Tossing his bedroll in the box behind the seat of the buckboard, he leaned his rifle carefully against the seat. Leading the bay into the corral he quickly stripped off the saddle and bridle then returned to their wagon. "Now what?" he asked.

"It's still early -- I haven't had breakfast. Let's eat then I'll gather my gear. We have to stop at Myrick's store for vittles." Charley shrugged, "Figure on buying enough for six days. If we need more we can either shoot it, or buy from locals."

Flies had accumulated on a piece of manure that had adhered to his boot. Grasping the buckboard dash he scraped the offending piece off on the wheel rim.

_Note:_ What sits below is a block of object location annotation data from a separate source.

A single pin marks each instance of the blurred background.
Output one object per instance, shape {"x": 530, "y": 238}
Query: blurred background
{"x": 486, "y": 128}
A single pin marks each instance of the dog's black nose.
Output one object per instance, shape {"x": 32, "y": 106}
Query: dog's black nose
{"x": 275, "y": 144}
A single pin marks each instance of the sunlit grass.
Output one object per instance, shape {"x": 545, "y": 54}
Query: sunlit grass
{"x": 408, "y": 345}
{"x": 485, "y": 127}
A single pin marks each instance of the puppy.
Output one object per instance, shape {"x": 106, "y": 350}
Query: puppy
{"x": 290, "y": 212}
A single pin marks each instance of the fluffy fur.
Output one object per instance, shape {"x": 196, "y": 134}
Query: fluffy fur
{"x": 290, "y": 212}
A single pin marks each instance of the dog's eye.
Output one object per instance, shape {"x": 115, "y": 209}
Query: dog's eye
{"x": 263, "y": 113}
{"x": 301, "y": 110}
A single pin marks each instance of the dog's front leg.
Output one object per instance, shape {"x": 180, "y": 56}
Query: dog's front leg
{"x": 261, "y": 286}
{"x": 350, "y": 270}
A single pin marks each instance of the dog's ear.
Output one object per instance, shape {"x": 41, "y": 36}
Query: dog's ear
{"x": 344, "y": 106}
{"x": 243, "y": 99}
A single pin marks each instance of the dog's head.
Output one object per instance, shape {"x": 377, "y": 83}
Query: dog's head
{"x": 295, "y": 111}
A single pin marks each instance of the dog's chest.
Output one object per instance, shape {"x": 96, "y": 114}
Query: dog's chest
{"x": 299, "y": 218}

An hour later they were on their way, and Charley, who was driving, let the horses out. Their trotting rhythm was smooth, but their pace and the northwest wind brought a sharp chill. Occasional rills of dust followed up the rims of the rolling wheels, falling off lightly like sands in an hourglass.

Ian shrugged deeper into his jacket collar. "Should have brought my sheepskin coat. Didn't think it would be this cold."

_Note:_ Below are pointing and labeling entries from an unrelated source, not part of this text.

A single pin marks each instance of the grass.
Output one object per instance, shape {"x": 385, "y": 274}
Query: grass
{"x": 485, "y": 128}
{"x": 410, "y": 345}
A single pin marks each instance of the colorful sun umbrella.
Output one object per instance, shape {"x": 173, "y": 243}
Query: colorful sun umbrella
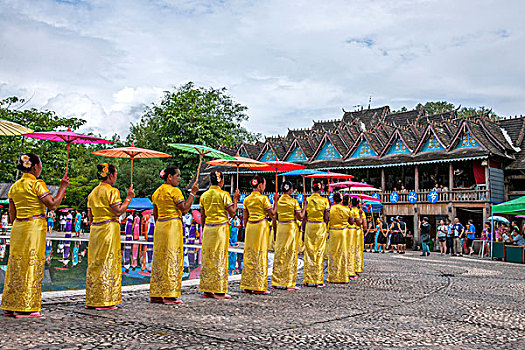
{"x": 348, "y": 184}
{"x": 303, "y": 173}
{"x": 130, "y": 153}
{"x": 278, "y": 166}
{"x": 68, "y": 137}
{"x": 201, "y": 151}
{"x": 8, "y": 128}
{"x": 238, "y": 162}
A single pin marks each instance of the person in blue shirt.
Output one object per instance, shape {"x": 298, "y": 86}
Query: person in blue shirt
{"x": 471, "y": 235}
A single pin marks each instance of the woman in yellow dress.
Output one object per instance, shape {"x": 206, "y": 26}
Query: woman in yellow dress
{"x": 286, "y": 240}
{"x": 104, "y": 272}
{"x": 338, "y": 245}
{"x": 317, "y": 215}
{"x": 254, "y": 278}
{"x": 216, "y": 205}
{"x": 359, "y": 226}
{"x": 168, "y": 253}
{"x": 28, "y": 199}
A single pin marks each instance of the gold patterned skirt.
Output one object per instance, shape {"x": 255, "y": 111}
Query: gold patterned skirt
{"x": 286, "y": 255}
{"x": 338, "y": 256}
{"x": 359, "y": 249}
{"x": 168, "y": 259}
{"x": 255, "y": 269}
{"x": 214, "y": 270}
{"x": 352, "y": 250}
{"x": 25, "y": 268}
{"x": 104, "y": 272}
{"x": 314, "y": 249}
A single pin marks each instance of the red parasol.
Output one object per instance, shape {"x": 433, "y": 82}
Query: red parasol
{"x": 348, "y": 184}
{"x": 131, "y": 153}
{"x": 67, "y": 137}
{"x": 238, "y": 162}
{"x": 330, "y": 175}
{"x": 278, "y": 166}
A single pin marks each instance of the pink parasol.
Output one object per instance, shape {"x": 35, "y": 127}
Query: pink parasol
{"x": 348, "y": 184}
{"x": 330, "y": 175}
{"x": 67, "y": 137}
{"x": 278, "y": 166}
{"x": 130, "y": 153}
{"x": 364, "y": 197}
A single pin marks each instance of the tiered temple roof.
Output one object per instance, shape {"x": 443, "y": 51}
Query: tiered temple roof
{"x": 377, "y": 138}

"It'll warm up by noon. I brought extra blankets and a gum poncho. It's getting near to winter and we can expect a surprise any day. No frost as yet though."

"Charley, didn't you say you came from West Virginia?"

"That's right. I joined the army when I was a kid. Managed to get a brevet lieutenant's commission during the war, but they busted me back to sergeant after the fighting was over. The school along the Hudson took over all the officer positions when they cut back the army. After the war I went home, planning to get married to Jo -- Josey that is. I was nineteen at the time." He smiled grimly and shook his head. "It didn't work out. She dumped me and married a man with money. Had two kids by him. I've heard he died a couple of years ago. After she married him I went back into the army until '75, when I ran for sheriff."

"Ever get back to see your folks?"

"Not since '65, but my mother and I correspond. My father died some time ago."

"Oh!" Ian detected a certain coolness and reluctance in Charley’s conversation. Perhaps I'm being too personal. They passed numerous cabins and casually waved at people while driving through the settlement of St. Joseph, recently renamed Walhalla. Reaching a deep gorge a few miles west, they stopped briefly to eat. Ian would have liked to make a fire for coffee, but Charley objected. "We'd best not tarry. We'll be halfway there by dark if we push on."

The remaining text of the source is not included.